田舎の人に知って欲しい「受験のために引っ越しする人たち」の存在

今日は出張なので、新幹線の中から投稿です。

車窓から見える景色が都会になっていきます。笑

その景色を眺めながら、都会で子育てをするってどんな感じなんだろうと思いを巡らせます。


先祖代々、田舎で生活しているとあまり実感がないかもしれませんが、地方で暮らす人の中には、有名私立中学の受験のために首都圏に引っ越しをする人たちがいます。

そういう子たちは大抵、両親のどちらかも有名私立中学(中高一貫)出身です。

私の周りで1番多いケースは、父親が有名私立中学を出ていて、地方の医学部に入り、そのまま地方で就職します。

そして結婚して子育てをしている途中で、子供が中学受験の時期になると、妻と子供を首都圏に引っ越しさせ、自分が単身赴任という形で受験に挑むのです。
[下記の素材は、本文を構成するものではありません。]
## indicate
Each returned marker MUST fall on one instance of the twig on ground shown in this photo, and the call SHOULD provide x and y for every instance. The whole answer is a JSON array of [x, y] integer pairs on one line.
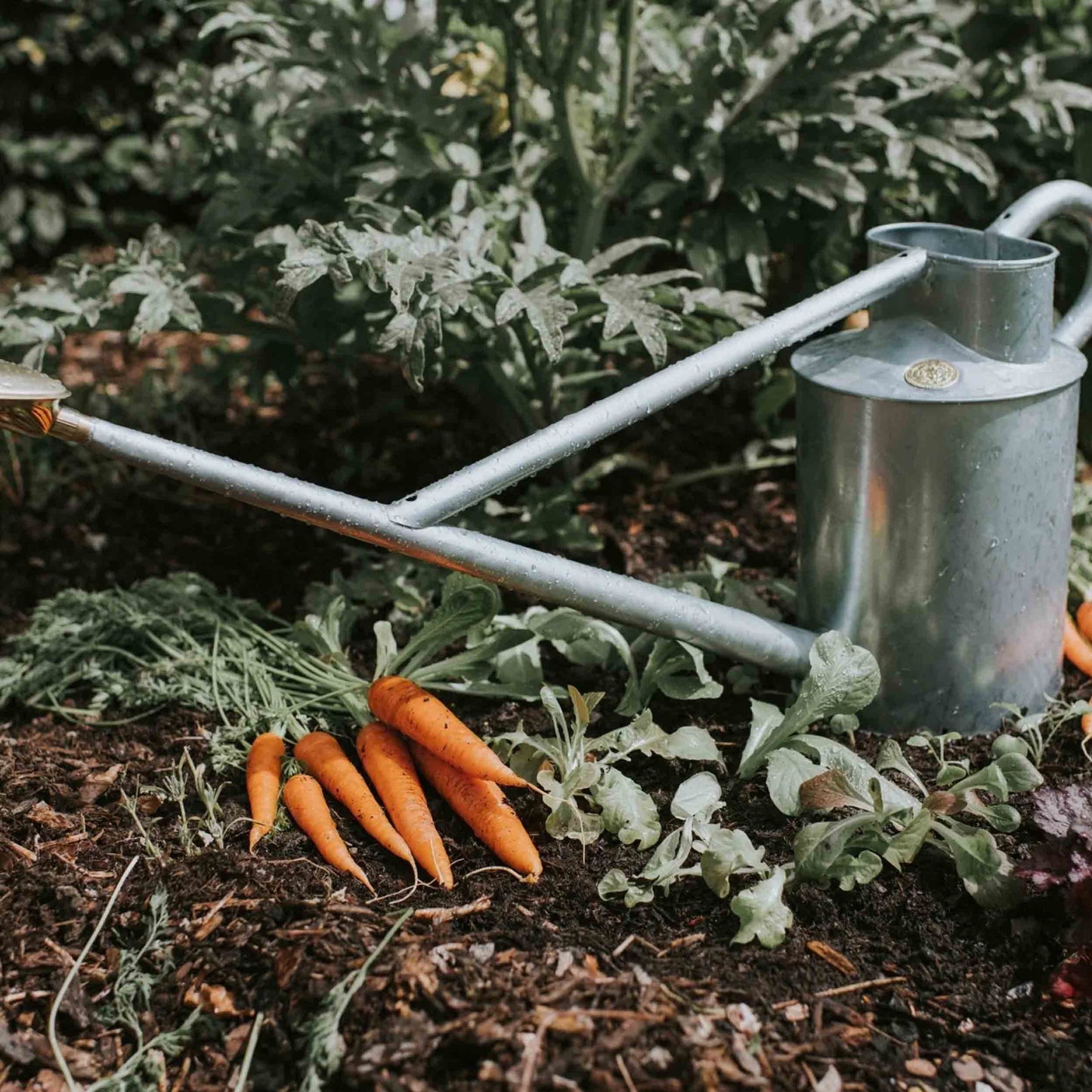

医師に限らず、製薬会社や銀行勤務で地方に出向されている方々にも多いです。

そういう父親は、自分が有名私立出身なので、最初から田舎でまともな教育ができるとは考えていません。

だいたい開成レベルで100番前後にいると、地方の旧帝大の医学部という選択肢が出てくるそうです。

人生で1番勉強するのは中学受験で、その後は軽く流せば医学部には合格するという認識なのだから驚きです。

まぁ、彼らは必ずしも医学部にこだわっているわけではなくて、開成に行って都心で就職するならわざわざ医師なんかにならなくても、他にも努力が報われる魅力的な職種はありますし、

初めから地方の医学部に行くつもりならむしろ地方に住んでいた方が有利なので、彼らはただ、自分が受けてきたと同様の質の高い教育を受けさせるためだけに移住するわけです。


田舎で子育てをしている人に知って欲しいのは、普段街の中ですれ違っているかもしれない人々の中にもそういう人種がいるということです。

お子さんと同じ小学校のクラスの中に、そういう子供も存在するかもしれないということです。

教育のために、家族で一緒に過ごす時間を犠牲にしてでも、そこに全力を注いでいる家庭がすぐ近くにもあるんです。


一方で、私も夫も田舎育ちなのでそういうことは一切考えていません。

むしろ、家族で一緒に過ごせる時間はとても短く貴重なので、小学生のうちは可能な限り同じ経験を共有したいと考えています。

一言で医師家庭といっても、こんなに違います。笑

みなさんはどちらに近い考えをお持ちでしょうか?

ただ、私たちは常にそういう価値観の人と一緒に仕事をしているので、「田舎だから…」という甘えた考えを正す機会に恵まれていると思います。

医者に限らず、また学業に限らずスポーツでも、中学から親元を離れたり、単身赴任などで家族が離れ離れになってでも夢を叶えようとする人はたくさんいます。

そのくらい本気の人たちが、地方にも、すぐそばにもいるのです。

言葉を変えれば、本気で挑むなら田舎からでもそれくらいのことができます。

もちろんそれを実行するには費用もかかりますので、経済的に不可能な場合も多いでしょう。

お金がないので無理だった、という言い訳は通用しますが、田舎だから無理だった、という言い訳はもう通用しないのではないかと思います。

これだけ情報が溢れ、求めさえすればなんでも手に入る時代です。

今日ここに書いた話も、実際その辺にゴロゴロ転がっている現実です。

そういう現実があることを身近に感じ、お子さんに伝えてあげるだけでも、少しは視野が広がるのではないかと思います。

自分が遊び呆けている間に、同じ日本にいる同級生がそうやって、親と離れて頑張っているという現実を、ぜひ、教えてあげて下さい。

田舎にいると、地元のオール公立しか選択肢がないと思いがちですが、決してそうではないということを知って欲しいと思います。

我が家だって、やろうと思えばそれくらいのことはできます。


何にも知らずにこれが運命だから仕方ないとオール公立を選択するのと、

他の選択をする人たちが身近にいることを知った上で、あえてオール公立を選択するのとでは、少し意味が違ってきます。

よく言われることですが、人はできない理由を並べることが得意です。

「田舎だから、そうするしかなかった」ではなくて、

「高校までは親元でサポートを充分に受けながら、お金をかけずに勉強に集中できる環境をあえて選んだ」と、

堂々と田舎でオール公立の道を歩んで欲しいなと思います。